Maybe it's the numbers that don't make it look so bad compared to the carnage in Iraq, or perhaps there's something about Canadians being complacent as compared to citizens of other countries. But today's death toll of six in Afghanistan now brings the total to 67 (66 soldiers plus one diplomat) and there comes a point where even the most devoted supporter of military action must ask, to what end and what objectives are being carried out?

Nearly 3000 people, including 24 Canadians, were murdered on 9/11 which is why we fight. But I don't think we also agreed to a mission that would have the unintended consequence of starting another civil war, nor did we agree to a mode of encouraging economic development that included growing by magnitudes the opium crop.

I'm not quite yet ready to write off the mission. But it seems it's always a singular incident that puts an end to military missions, or at least causes a major rethink in planning. Think Dieppe, the Tet Offensive, the Beirut Baracks bombing -- or the incident in Mogadishu that has become known as "Black Hawk Down." When there's a massive one day toll, it makes people wake up and demand change. If 60 Americans were killed in a single bomb attack in Baghdad, that might be the trigger for even diehard elephants to tell Dubya, enough is enough, and pull the plug on funding. Yet that's the magnitude of what's happened today in Kandahar -- and since it's our fellow Canadians, they're seen as expendible in view of a greater mission.
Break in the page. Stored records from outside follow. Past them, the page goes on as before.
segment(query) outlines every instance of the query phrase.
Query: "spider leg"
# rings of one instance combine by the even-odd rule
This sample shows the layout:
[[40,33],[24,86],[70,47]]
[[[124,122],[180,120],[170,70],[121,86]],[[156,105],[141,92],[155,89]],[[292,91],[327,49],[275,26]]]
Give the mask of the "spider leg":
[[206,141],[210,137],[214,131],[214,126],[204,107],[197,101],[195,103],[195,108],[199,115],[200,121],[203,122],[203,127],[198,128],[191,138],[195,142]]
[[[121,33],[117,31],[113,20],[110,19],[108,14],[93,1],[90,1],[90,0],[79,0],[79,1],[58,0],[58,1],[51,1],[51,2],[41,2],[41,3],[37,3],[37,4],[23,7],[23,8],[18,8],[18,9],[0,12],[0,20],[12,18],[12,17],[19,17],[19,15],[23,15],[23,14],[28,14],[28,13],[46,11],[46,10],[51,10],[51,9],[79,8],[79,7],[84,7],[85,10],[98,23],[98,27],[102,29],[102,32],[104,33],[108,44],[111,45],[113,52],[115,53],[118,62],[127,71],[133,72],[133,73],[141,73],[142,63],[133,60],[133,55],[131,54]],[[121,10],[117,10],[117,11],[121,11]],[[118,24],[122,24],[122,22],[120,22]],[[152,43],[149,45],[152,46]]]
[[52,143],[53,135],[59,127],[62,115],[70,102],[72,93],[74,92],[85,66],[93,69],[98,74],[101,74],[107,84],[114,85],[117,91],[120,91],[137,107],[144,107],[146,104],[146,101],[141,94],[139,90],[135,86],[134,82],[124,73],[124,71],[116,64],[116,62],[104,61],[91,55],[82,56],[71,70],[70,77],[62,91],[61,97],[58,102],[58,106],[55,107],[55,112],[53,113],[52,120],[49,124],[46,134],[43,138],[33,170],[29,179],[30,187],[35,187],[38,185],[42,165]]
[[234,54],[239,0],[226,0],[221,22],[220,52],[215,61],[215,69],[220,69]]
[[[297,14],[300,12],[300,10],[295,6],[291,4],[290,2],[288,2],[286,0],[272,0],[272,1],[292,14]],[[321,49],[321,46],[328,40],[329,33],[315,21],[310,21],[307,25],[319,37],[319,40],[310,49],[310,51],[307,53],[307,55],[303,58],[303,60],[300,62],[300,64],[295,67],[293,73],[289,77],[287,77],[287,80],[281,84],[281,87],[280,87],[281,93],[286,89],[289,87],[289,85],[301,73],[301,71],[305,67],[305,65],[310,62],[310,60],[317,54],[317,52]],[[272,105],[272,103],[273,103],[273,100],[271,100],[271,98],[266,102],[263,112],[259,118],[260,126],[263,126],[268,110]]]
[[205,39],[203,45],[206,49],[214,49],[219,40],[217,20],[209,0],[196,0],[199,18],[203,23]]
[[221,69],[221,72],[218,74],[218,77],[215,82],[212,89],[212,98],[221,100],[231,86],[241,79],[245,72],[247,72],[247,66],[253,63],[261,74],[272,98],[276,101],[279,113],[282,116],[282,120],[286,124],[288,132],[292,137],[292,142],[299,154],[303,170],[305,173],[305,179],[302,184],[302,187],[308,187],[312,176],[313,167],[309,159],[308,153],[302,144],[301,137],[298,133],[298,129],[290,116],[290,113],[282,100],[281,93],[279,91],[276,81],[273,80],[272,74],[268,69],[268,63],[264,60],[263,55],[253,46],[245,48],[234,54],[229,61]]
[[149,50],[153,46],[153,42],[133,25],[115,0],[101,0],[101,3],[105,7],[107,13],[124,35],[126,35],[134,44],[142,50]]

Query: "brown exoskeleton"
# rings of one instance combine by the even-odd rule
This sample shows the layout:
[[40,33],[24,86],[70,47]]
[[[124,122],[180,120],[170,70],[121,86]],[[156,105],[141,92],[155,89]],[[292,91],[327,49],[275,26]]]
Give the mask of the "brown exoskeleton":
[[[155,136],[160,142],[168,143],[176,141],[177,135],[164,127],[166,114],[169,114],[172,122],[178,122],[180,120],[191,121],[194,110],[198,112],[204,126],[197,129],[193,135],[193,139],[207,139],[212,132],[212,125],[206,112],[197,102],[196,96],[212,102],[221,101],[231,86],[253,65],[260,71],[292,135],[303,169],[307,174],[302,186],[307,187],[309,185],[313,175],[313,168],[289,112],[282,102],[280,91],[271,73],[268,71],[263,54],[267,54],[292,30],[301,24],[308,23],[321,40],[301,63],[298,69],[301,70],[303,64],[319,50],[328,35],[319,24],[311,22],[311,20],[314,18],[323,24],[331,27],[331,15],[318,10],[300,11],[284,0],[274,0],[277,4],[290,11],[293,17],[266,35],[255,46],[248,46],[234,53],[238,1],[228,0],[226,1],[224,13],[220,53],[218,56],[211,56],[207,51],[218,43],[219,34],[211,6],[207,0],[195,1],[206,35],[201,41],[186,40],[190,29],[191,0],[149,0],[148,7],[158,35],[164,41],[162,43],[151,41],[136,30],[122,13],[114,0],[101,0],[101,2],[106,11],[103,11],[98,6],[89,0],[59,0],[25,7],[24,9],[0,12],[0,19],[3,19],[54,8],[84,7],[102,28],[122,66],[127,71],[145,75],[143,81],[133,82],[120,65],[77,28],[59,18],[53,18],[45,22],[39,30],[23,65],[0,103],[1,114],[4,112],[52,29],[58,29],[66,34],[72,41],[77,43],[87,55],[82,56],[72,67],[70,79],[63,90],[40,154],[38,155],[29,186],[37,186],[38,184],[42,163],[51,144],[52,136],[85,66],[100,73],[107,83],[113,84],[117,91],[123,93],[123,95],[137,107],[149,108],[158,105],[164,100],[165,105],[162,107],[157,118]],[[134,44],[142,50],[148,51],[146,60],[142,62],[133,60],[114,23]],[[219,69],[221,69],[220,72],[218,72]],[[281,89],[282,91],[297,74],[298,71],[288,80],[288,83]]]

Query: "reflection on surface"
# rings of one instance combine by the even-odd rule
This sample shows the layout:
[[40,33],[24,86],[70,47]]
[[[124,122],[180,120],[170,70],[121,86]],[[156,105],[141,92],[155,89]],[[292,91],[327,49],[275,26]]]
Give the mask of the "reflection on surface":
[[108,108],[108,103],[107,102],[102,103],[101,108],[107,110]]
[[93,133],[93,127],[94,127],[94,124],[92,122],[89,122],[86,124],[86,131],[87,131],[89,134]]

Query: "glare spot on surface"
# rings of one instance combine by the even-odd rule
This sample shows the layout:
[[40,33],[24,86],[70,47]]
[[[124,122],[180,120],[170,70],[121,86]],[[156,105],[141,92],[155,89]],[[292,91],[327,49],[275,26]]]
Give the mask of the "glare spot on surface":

That's unacceptable. We need to be planning for what will be the biggest anti-terrorist operation Canada has ever seen, the Vancouver Winter Olympics. Those troops -- our men and women -- need to be in the Lower Mainland, in the background of course but they need to be home. Stephen Harper needs to say we've pulled our weight more than enough -- and the March 2009 date is a date certain for either other NATO countries to pick up the slack or for Kabul to face the music and take care of Al Qaeda and the Taliban on its own. Perhaps it should be sooner.